The invention of film is a murky subject with many claimants from several countries. For our purposes, we will discuss the American story of film which mostly begins with a photographer, Eadweard Muybridge, who filmed a running horse in a series of photos and later showed off his experiment to Thomas Edison who with the help of a clever assistant, W.K.L. Dickson, produced the “Edison Kinetoscopic Record of a Sneeze,” in 1894.
Edison was more P.T. Barnum than Albert Einstein and that’s no knock. It probably took someone with a savvy for self-promotion and business acumen to marshall the various forces and make them profitable. A couple things to note on the way to the formation of the cinema as the technology of the 20th century: Edison thought from the beginning of a way to marry sound to film and he first saw film as a peep show for the individual rather than as a shared experience in the darken room of strangers.

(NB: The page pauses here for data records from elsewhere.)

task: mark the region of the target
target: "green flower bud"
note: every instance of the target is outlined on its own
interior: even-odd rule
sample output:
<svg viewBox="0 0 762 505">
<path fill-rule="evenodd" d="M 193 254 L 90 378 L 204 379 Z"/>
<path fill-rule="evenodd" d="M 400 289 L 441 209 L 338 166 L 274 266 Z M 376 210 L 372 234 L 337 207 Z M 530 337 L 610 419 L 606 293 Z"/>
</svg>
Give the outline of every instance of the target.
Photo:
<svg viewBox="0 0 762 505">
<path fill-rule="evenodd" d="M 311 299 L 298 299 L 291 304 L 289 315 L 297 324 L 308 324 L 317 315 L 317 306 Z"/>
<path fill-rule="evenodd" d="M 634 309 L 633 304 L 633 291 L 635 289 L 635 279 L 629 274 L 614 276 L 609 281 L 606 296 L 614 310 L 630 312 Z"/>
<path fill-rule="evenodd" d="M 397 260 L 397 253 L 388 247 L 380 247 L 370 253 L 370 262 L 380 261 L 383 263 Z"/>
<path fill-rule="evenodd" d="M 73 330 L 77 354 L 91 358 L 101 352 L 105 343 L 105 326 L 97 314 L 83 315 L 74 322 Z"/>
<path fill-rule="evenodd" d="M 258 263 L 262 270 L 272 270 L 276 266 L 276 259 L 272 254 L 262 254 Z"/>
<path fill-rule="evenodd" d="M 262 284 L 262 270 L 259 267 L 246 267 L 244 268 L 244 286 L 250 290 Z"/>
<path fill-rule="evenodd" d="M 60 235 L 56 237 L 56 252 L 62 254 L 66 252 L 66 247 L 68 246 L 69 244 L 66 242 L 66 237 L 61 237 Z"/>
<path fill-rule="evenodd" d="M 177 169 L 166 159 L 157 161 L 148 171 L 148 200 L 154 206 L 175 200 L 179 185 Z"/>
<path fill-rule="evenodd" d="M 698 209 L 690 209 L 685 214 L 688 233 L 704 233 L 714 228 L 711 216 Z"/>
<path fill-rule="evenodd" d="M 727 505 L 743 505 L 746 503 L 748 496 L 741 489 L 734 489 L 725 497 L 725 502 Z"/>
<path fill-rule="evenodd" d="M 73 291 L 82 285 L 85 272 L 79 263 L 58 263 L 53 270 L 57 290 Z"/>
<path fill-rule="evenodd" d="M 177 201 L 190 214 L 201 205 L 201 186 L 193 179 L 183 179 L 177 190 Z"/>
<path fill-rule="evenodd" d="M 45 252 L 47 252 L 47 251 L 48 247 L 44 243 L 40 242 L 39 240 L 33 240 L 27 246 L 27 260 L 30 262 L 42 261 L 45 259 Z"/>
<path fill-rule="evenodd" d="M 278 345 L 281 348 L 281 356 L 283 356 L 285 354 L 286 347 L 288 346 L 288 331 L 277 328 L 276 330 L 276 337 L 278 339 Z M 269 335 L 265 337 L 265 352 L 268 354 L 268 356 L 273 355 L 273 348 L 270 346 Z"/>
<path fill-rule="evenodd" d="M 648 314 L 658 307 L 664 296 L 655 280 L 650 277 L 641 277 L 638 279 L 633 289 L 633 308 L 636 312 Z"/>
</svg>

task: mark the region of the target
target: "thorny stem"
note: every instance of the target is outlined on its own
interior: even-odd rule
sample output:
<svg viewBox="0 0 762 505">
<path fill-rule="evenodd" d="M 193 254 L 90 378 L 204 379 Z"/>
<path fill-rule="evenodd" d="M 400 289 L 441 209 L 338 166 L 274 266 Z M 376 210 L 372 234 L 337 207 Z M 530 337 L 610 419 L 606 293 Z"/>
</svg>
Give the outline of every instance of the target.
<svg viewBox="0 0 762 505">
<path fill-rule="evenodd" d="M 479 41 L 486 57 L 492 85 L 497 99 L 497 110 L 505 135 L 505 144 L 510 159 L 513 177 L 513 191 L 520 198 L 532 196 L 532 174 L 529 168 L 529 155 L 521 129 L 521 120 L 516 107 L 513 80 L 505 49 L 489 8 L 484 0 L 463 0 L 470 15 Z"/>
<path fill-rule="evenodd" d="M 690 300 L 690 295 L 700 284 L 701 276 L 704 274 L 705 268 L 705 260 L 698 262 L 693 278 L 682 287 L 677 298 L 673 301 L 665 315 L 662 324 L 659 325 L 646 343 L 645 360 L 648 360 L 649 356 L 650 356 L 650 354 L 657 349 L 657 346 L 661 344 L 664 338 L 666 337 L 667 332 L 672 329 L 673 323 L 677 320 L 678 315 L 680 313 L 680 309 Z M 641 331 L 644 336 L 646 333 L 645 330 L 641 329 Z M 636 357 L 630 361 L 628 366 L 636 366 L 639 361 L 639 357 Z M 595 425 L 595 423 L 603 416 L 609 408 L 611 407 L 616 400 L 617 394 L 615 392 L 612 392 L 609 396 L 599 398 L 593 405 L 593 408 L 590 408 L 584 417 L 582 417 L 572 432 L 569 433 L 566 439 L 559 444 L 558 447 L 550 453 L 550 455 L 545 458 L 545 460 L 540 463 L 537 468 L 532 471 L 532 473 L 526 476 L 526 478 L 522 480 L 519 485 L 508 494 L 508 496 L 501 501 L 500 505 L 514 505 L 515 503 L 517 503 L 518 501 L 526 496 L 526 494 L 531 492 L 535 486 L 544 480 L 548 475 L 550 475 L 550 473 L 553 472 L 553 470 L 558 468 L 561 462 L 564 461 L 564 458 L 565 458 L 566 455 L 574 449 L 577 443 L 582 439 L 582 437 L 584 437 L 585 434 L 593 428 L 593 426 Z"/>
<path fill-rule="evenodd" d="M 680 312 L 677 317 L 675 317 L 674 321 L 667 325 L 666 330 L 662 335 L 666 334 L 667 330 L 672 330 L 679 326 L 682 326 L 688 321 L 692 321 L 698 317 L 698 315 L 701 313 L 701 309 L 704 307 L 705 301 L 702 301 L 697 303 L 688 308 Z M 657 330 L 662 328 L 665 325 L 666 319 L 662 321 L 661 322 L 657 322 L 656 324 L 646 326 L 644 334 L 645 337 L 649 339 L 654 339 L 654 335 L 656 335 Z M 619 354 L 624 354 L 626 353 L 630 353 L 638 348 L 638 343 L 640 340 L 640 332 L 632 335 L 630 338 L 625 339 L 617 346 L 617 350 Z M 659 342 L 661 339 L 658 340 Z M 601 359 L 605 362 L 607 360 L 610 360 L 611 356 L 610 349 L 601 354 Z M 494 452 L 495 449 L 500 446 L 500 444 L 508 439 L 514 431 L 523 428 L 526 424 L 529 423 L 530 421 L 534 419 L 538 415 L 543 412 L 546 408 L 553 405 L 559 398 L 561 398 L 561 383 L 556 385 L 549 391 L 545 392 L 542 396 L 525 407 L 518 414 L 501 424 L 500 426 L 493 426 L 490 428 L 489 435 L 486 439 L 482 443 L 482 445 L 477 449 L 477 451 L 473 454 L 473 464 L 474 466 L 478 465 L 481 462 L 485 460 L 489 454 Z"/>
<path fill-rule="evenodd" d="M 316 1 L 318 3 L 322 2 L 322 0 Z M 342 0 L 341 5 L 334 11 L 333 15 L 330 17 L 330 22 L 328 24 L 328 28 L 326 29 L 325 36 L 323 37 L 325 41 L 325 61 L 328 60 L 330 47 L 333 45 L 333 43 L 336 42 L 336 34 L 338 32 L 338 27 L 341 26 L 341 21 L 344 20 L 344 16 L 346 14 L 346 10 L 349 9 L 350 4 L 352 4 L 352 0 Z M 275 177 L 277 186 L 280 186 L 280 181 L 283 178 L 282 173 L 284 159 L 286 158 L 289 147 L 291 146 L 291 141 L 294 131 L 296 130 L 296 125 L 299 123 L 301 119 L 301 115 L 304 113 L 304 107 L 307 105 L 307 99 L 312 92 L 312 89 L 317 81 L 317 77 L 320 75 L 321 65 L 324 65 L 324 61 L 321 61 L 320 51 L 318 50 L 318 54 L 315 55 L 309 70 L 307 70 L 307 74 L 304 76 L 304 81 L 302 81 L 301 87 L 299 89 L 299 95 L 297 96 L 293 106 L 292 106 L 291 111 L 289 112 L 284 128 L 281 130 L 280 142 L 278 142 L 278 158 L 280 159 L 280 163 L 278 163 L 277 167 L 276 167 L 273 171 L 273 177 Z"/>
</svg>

Thoughts: Just as the American West was losing its frontier status in the early years of the 20th century, film came along to offer a whole imaginary realm for the American story to conquer. Perhaps coincidence drove the film industry to the far shores of the American West where the sun-baked landscape offered great opportunities for year-round filming but there is more to that story than accident.
America is an idea, cinema thrives on narrating ideas and California is the premiere land of mythology. You put those things together and it is no surprise that Hollywood stamped its vision upon the world and still does so today through its ability to funnel huge sums of money into a simple stories that tap basic myths of reinvention carried on the shoulders of attractive people and disseminated through every possible medium in legal and illegal ways around the world.